A little story (history?) of my way into a 'simple' hobby or ?simply a hobby? :
I have been hiding behind computers for 15 years with very little social contacts.
So i had to face a double challenge when i started my venture into photography back in november 2005.

I first had to check into the technical part of digital photography. After reading some books, my first dSLR was aquired and i started taking pictures. No trace of people photography at that moment.Had there be not an event which brought me to people photography, i would probably not having taken that road at all.
It came then my venture in studio photography which brought some additional technical challenges. So by june 2006 a small studio was modestly equiped at my home. Until february 2007 i had mainly two persons to work with and counted about 8000 pictures of people, landscape, architecture.

Then i was proposed a personal challenge, which brought me into contact with about 20 person at the same time.
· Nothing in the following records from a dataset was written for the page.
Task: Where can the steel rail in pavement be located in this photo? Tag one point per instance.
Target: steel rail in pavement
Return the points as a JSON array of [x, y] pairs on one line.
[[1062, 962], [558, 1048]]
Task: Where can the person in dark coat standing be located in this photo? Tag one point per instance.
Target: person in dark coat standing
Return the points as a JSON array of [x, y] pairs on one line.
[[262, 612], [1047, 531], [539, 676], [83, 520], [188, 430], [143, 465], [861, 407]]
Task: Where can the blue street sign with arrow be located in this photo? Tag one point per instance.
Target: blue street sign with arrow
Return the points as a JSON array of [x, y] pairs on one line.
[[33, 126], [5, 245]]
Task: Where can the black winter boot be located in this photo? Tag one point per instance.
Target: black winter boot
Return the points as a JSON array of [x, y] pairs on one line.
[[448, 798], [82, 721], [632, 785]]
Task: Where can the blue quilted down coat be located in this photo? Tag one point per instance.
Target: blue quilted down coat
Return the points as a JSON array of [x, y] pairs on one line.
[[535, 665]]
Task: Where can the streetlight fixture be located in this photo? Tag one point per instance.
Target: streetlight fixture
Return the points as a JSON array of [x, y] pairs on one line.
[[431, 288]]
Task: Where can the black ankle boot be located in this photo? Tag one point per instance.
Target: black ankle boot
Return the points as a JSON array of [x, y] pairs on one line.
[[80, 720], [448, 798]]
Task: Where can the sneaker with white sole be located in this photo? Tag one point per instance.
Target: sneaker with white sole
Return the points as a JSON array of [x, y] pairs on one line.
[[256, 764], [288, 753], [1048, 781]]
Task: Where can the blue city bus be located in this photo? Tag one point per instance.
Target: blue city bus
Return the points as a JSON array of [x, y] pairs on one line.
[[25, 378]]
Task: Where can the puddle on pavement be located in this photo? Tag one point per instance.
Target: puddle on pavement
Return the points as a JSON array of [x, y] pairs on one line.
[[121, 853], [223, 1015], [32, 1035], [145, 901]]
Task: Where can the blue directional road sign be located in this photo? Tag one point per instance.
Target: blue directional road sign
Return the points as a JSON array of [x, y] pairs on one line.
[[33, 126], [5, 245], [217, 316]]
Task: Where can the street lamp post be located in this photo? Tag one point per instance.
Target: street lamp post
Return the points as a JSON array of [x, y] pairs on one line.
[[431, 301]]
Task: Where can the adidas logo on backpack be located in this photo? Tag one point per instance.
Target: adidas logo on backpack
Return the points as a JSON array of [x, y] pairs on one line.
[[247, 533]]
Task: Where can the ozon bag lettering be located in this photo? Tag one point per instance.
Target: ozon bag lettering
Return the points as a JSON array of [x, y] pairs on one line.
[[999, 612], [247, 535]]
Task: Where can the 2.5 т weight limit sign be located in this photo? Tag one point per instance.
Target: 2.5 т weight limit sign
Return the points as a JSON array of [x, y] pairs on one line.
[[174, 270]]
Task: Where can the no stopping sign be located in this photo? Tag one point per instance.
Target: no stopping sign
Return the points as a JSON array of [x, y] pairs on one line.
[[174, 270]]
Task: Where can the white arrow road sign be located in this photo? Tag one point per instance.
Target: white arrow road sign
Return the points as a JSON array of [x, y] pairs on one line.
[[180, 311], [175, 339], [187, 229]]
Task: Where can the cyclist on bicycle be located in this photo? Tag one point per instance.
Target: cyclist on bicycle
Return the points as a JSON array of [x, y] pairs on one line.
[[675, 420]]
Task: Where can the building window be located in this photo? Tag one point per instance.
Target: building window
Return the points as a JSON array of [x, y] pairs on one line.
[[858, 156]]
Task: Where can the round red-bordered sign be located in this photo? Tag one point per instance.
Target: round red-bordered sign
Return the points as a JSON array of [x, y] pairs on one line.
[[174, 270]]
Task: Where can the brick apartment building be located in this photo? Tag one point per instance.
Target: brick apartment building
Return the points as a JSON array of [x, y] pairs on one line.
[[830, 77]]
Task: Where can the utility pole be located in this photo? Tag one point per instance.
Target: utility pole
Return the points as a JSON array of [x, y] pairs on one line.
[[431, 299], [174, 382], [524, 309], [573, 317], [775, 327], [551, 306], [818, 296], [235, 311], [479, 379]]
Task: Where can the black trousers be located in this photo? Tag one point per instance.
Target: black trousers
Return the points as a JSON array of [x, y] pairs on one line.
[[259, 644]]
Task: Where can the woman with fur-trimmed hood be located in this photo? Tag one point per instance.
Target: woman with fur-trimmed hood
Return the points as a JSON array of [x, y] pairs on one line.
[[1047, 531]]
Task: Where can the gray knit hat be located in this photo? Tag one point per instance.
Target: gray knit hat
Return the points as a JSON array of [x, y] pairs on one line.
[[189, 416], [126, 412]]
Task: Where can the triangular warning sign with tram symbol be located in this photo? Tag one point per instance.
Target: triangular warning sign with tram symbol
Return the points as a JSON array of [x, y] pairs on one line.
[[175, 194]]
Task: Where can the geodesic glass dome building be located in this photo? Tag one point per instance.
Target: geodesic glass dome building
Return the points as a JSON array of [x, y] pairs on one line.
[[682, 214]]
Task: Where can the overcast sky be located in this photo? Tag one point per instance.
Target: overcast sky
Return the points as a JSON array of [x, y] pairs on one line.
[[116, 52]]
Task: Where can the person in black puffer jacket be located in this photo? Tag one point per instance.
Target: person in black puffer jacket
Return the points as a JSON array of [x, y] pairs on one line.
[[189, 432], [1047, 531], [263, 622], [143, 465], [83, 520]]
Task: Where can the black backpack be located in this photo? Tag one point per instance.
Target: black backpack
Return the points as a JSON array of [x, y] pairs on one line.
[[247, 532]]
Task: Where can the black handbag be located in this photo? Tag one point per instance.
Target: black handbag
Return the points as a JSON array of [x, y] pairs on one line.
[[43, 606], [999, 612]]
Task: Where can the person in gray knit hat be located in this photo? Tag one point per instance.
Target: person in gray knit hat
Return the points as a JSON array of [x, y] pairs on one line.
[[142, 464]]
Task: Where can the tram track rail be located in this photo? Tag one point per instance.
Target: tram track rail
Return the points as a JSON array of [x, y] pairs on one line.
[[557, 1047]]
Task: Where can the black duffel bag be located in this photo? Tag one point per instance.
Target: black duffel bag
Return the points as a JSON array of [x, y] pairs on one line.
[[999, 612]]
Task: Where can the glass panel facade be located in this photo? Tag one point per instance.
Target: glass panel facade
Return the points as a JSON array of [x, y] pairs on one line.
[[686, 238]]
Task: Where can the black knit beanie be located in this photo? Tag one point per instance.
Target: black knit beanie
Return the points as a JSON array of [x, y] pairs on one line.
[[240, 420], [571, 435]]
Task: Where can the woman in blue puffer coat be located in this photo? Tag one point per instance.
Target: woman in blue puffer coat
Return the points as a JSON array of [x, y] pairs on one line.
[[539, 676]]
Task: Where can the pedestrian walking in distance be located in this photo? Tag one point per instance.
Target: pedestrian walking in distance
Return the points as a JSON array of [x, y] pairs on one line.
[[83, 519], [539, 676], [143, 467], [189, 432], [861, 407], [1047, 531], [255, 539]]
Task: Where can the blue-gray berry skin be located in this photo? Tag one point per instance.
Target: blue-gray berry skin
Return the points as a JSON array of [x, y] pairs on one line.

Now came the panic as my social skills were so badly underdevelopped. This was a challenge which proved so rewarding, that i don't want to think about the consequences if i had failed. I was lucky to succeed in both the technical part and the socializing part.

So since march 2007 i had the pleasure to work with more than 60 people in my small studio, almost 30 000 pictures taken, booked until mid of february. I still learn with each and every session, there are so many things i want to try and more and more people are asking for their portraits to be made.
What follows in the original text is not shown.